The gross domestic product (GDP) for January-March will be released hours ahead of the central bank’s rate decision. The results are expected to show a vast rise in the growing economy of the Southeast Asian country.
Moreover, the country’s $314 billion economy was forecast to have grown an annual 6.8 percent in the first quarter. This was faster than the 6.5 percent in the last quarter of the previous year, which lead the country to its 77th quarter of steady growth.
On the other hand, economists believe that the current economic conditions and rise in commodity prices are ripe for a rate hike.
Noelan Arbies, an economist at HSBC in Hong Kong, stated that they expect the Philippine Central Bank (BSP) to hike its policy rate by 25 basis points (bp) at the upcoming meeting to defend its inflation target and to keep inflation expectations anchored.
If it happens, the Philippines would be the third country, after Malaysia and Singapore, to tighten its policy this year. The country kept its policy settings unchanged since a 25 basis point rate increase in September 2014.
Furthermore, the increase may support the Philippine peso temporarily, said Chidu Narayanan, an economist at Standard Chartered Bank in Singapore. He added that the structural drivers of medium-term peso weakness remain intact.
The Philippine peso has dropped 4 percent since the start of the year.
Inflation Rise, Government Programs
The Philippines’ inflation rate may reach the central bank’s target, the International Monetary Fund (IMF) said.
“Inflation should remain within the target band, but the authorities will need to watch carefully for building inflation pressure, as well as rapid credit growth,” the IMF said in its latest Asia-Pacific regional economic outlook.
Last week, the government reported that inflation rose 4.5 percent year-on-year in April. It was its fastest pace in at least five years. The figure brought the year-to-date tally to 4.1 percent, overlapping the Philippine Central Bank’s 2-4 percent target range.
The IMF, under the rebased index, expects inflation to overshoot the central bank’s target to average 4.2 percent in 2018; and cooling down to 3.8 percent in 2019.

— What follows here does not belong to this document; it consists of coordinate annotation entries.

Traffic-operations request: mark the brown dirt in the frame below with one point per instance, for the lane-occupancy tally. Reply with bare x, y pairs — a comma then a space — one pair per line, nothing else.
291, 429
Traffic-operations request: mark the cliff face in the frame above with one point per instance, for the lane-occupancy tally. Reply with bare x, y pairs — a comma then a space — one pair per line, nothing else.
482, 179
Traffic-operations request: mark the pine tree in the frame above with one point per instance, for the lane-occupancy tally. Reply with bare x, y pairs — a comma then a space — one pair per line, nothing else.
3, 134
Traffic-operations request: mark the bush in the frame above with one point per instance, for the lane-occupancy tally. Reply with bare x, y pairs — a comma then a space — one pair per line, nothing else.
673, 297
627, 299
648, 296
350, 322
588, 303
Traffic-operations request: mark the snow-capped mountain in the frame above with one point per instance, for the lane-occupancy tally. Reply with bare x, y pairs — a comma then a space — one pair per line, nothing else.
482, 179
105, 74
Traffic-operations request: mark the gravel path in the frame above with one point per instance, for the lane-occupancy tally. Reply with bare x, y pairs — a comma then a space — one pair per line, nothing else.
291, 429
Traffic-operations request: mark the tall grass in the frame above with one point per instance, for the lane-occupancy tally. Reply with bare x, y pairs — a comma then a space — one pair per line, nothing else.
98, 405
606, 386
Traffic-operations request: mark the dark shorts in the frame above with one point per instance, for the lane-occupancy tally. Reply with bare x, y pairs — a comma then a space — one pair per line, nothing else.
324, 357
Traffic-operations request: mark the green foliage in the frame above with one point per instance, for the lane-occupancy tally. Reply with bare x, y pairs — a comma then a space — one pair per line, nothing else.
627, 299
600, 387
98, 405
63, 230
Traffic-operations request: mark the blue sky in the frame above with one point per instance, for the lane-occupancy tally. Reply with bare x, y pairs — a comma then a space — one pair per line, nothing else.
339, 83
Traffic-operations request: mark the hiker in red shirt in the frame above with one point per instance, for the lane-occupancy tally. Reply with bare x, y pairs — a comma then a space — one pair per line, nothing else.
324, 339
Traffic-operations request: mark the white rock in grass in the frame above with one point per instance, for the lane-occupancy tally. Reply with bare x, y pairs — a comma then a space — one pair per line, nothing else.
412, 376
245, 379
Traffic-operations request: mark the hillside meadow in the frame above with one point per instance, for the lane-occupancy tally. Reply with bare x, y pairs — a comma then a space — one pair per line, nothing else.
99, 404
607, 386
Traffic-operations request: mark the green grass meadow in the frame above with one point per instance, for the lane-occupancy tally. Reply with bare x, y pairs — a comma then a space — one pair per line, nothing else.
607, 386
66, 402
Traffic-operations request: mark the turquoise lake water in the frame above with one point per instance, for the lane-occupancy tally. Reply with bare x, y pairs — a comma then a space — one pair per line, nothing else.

The “Build, Build, Build” program of Philippine president Rodrigo Duterte has contributed to the peso’s weakness. The program will be focusing on the modernization of the Philippines’ infrastructure sector.
The program has led to a rise in imports, which has widened the Philippines’ trade and current account deficits. However, the infrastructure projects contributed for the country’s stellar performance in the recent years.
Another is the administration’s law on tax reform. The reform lowers personal income taxes while rising excise levies on fuel and cigarettes. The IMF noted that inflation picked up “owing to the temporary effects of tax reform implementation and higher energy prices.” They referred to the Tax Reform for Acceleration and Inclusion (TRAIN) Act.
The two, among others, contributed for the recent jump in prices of widely used goods and services.